Oh, don't worry about that - they're a bunch of assholes in there. Stick around the forum a bit before you wade into the infestation that is the chat.


----------



## Gordy (Jan 4, 2011)

you gotta earn respect in the chatroom because there are alot of trolls that come in and mess with people. Quit being a baby and come back on in.


----------



## Justinian585 (Dec 4, 2012)

I'd like to deeply and sincerely apologize for my friends in the chat room. They can be quite vulgar to put it kindly. There has however been an influx of troll account being created the past few weeks, most of which used an attractive female like yourself in their profile picture. Some people believed you were one of those accounts. I'm sure you are not though, and would like to formally invite you to return to the chat room this weekend. I will personally apologize to you and encourage my colleagues to do the same. Once again, I'm sorry. This place can actually be quite helpful, it just has it's moments.


----------



## mipmunk40 (Nov 13, 2012)

hey hun, they just like winding people up on there, that's all, you can always pm in, I will always try to help. Take care. R x


----------



## MissK (Oct 11, 2011)

Hey, I thought we had an alright chat in pm







x


----------



## Jessica Rose (Jan 12, 2013)

!DEEZA! said:


> Lol well to be honest, there are about 3 fake accounts that get made everyday that come on there to troll the chat room. So before you get all "THANKS FOR NOTHING" maybe you should have asked why you were being accused of such a thing.
> 
> KTHANXBAI


First of all, I did ASK why i was being accused of "such a thing" and there was still assholes talking shit, and you seem to be one of them so dont talk to me. I am strictly on here to chat with people who are nice and respectul and relate to people who has DP. So stay in your chat room and leave me alone please and thank you


----------



## Jessica Rose (Jan 12, 2013)

MissK said:


> Hey, I thought we had an alright chat in pm  x


We mosst definitely did have a great chat, its just when you let people started being hella rude. But its okay i am way over it now because many people told me to stay away from that and thats exactly what i am going to do. Thanks for being the first person to talk to me! Pm me !


----------



## Jessica Rose (Jan 12, 2013)

mipmunk40 said:


> hey hun, they just like winding people up on there, that's all, you can always pm in, I will always try to help. Take care. R x


Yeah i understand, well thanks for being nice about it, unlike some people ;P I should learn not to be so sensitive but then again Ive always taken things personally. I need to sstop caring about what others think of me. Thanks


----------



## Jessica Rose (Jan 12, 2013)

Susto said:


> I'm not surprised, people in chatroom are most retards who only talk bullshit


So i've noticed. I dont know why people have to be like that  Thanks for the support !


----------



## Jessica Rose (Jan 12, 2013)

Justinian585 said:


> I'd like to deeply and sincerely apologize for my friends in the chat room. They can be quite vulgar to put it kindly. There has however been an influx of troll account being created the past few weeks, most of which used an attractive female like yourself in their profile picture. Some people believed you were one of those accounts. I'm sure you are not though, and would like to formally invite you to return to the chat room this weekend. I will personally apologize to you and encourage my colleagues to do the same. Once again, I'm sorry. This place can actually be quite helpful, it just has it's moments.
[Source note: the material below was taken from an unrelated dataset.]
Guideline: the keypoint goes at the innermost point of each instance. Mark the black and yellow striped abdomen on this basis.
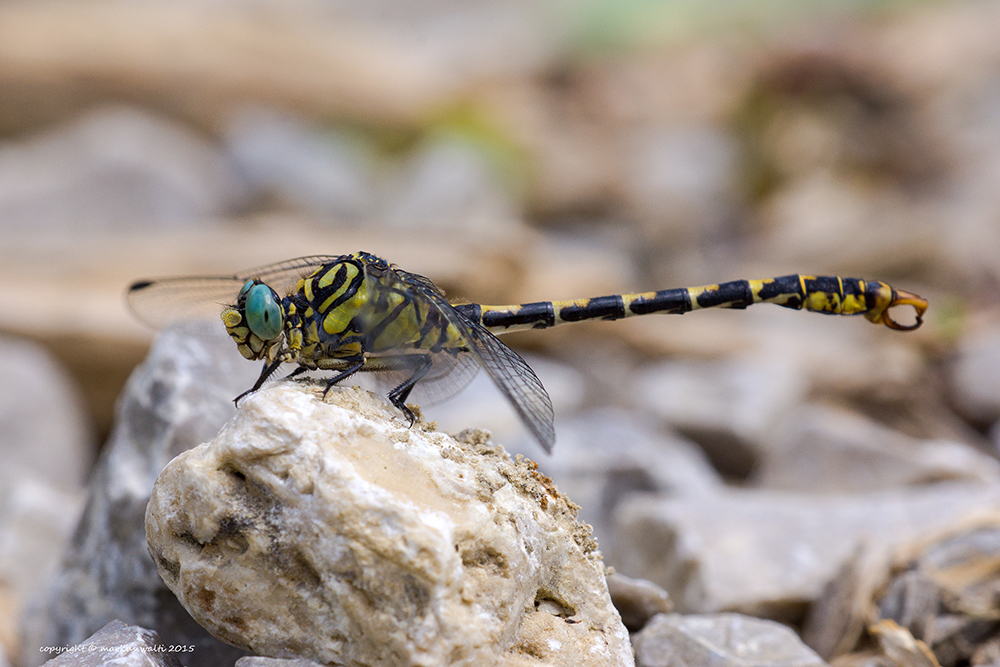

Thank you that was nice of you to apologize on be half of your friends. As much as I appreciate the offer ill probably stay away from the chat room for my own good. Keep in touch !


----------



## Jessica Rose (Jan 12, 2013)

Haumea said:


> Oh, don't worry about that - they're a bunch of assholes in there. Stick around the forum a bit before you wade into the infestation that is the chat.


Thats exactly what I will do! Thanks for the help


----------